At Google's parent company Alphabet's annual meeting today, shareholders are planning to introduce 13 resolutions calling for a range of changes at the company. The most dramatic, by far, is a proposal to break the company into smaller pieces before the U.S. government forces the move. 

Like other major tech companies facing shareholder activism, the proposals are all likely to fail due to the multi-class share system that vests most of the voting control with insiders. In this case, founders Sergey Brin and Larry Page control a combined 51 percent of voting shares.

In fact, another of the proposals introduced would change that structure so that every share has an equal vote. Over the past few years, this proposal has garnered as much as 88 percent of non-insider votes, signaling that there is actual energy behind the movement to wrest absolute control from Google's founders, but so far the company hasn't been interested in making a change.

After a series of mounting challenges including increase regulatory scrutiny, privacy concerns, and employee walkouts, Google is under immense pressure to make change, but the real question is, will these moves result in more than a symbolic statement?

Probably not.

A proposal to break up Google.

The reason shareholders want to break up the company has to do with two factors. First, they believe there would be increased value unlocked by separating out business functions like Gmail, GoogleAds, or search. 

Second, the shareholders believe that Google is going to be forced to break up eventually, so it's better to do so on its own terms. I'm not convinced Google is sure to lose any case that regulators may bring, but that's not the only consideration. Even the battle could cause deep wounds to the company for the foreseeable future.

The bigger problem for shareholders is that these proposals have no chance of passing, meaning that they "own" part of a company over which they have no voice. Believe it or not, it's a problem for Google as well.

The founder's temptation.

As a founder, it's tempting to think of the business you created as 'yours.' At first, in many ways, it is. You may very well own 100 percent of the company, make all the decisions, and in many cases be the only employee. But as you grow, your role and your responsibilities change. 

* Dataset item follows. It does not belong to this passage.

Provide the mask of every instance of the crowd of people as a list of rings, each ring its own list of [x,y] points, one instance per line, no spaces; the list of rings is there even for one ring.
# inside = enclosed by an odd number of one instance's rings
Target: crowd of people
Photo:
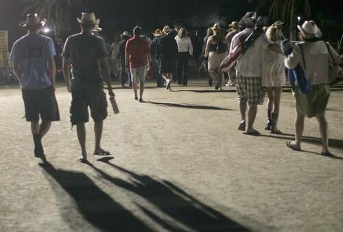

As soon as you bring on employees you become responsible for providing an environment where they can grow and thrive. You also become, in some ways, responsible for the financial well-being of others. The decisions you make directly affect them and their families.

When you bring on investors, your role changes again. In exchange for financing, you give up not only some ownership, but also autonomy. Every founder would love to be able to bring on investors' cash, without having to give up any control, but that isn't the way it works. Even if you maintain effective control of your business, you are now responsible to people who have directly invested not just in your company, but in you and your idea.

Lately, when tech companies go public, they've gotten away with taking shareholder's cash without letting go of control. The problem is that founders and shareholders have different priorities and that dynamic requires a careful balance that doesn't exist when founders maintain overall control. 

An increasingly common problem.

It's not entirely the founders' fault. Investors have been eager to put their money in the hottest new thing in hopes of oversized returns, and in that there has been almost no incentive to give shareholders a vote equal to their ownership. 

Google isn't the only one. Facebook has faced similar pressure from shareholders to remove CEO Mark Zuckerberg from the Chairman's role, but like Google, he exerts extraordinary control over the voting shares of the company. 

If you're an investor, you have to ask yourself how many of your resources do you want to trust with a company that believes that only its founders know best. 

And if you are a small business owner, consider that as you grow, yours isn't the only voice with something valuable to say. The people who have put their money where their mouth is deserve to be heard.